Agree for helm. But after doing some test, kubectl or oc based on kubectl does not follow a pre-defined order. kubectl proceed sequentially with a file. If you're apply multiple yaml file (kubectl apply -f , it will sort asc by filename and process in that order.

patrickdappollonio commented 8 months ago

Done! I've merged the code and released version 1.2.8. Please give it a go with the new flag --include-triple-dash.

I'll keep the issue open for a few days in case there are edge cases, then I will close it.

Thanks for the feature request!

patrickdappollonio commented 8 months ago

Closing, assuming this worked! If not, feel free to open a new issue!
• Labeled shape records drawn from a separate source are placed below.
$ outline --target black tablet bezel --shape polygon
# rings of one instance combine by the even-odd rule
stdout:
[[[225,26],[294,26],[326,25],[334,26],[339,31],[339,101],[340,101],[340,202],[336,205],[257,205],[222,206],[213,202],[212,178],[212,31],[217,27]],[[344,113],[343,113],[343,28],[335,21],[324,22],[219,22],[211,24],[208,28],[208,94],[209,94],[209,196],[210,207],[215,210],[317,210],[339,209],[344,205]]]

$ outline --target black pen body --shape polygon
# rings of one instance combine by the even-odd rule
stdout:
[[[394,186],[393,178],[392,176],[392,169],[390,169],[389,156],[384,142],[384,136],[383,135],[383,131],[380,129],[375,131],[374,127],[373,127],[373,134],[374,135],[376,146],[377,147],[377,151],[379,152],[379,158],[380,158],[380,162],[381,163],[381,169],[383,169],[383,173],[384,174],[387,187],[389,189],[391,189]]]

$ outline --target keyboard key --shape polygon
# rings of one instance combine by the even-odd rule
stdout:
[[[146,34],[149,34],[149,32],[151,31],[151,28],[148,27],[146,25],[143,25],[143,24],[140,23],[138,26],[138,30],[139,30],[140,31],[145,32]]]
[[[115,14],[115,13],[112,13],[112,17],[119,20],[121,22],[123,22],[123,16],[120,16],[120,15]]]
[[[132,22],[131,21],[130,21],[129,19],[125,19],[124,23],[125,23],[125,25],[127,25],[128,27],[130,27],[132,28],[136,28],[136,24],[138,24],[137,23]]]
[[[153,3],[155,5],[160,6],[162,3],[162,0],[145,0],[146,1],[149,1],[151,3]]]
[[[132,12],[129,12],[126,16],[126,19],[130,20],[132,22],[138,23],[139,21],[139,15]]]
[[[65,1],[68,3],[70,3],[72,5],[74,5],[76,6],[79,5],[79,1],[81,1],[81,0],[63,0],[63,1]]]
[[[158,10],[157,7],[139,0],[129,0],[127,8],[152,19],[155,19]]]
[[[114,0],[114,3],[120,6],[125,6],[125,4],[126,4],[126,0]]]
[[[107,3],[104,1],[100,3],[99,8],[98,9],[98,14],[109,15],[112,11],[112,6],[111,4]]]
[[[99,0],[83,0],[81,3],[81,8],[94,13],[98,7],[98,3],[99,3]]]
whitelion-github commented 7 months ago

Done! I've merged the code and released version 1.2.8. Please give it a go with the new flag --include-triple-dash.

I'll keep the issue open for a few days in case there are edge cases, then I will close it.

Thanks for the feature request!

I've done my tests. Ajusted my code, to remove the part adding the "---" and rerun with success. Good job.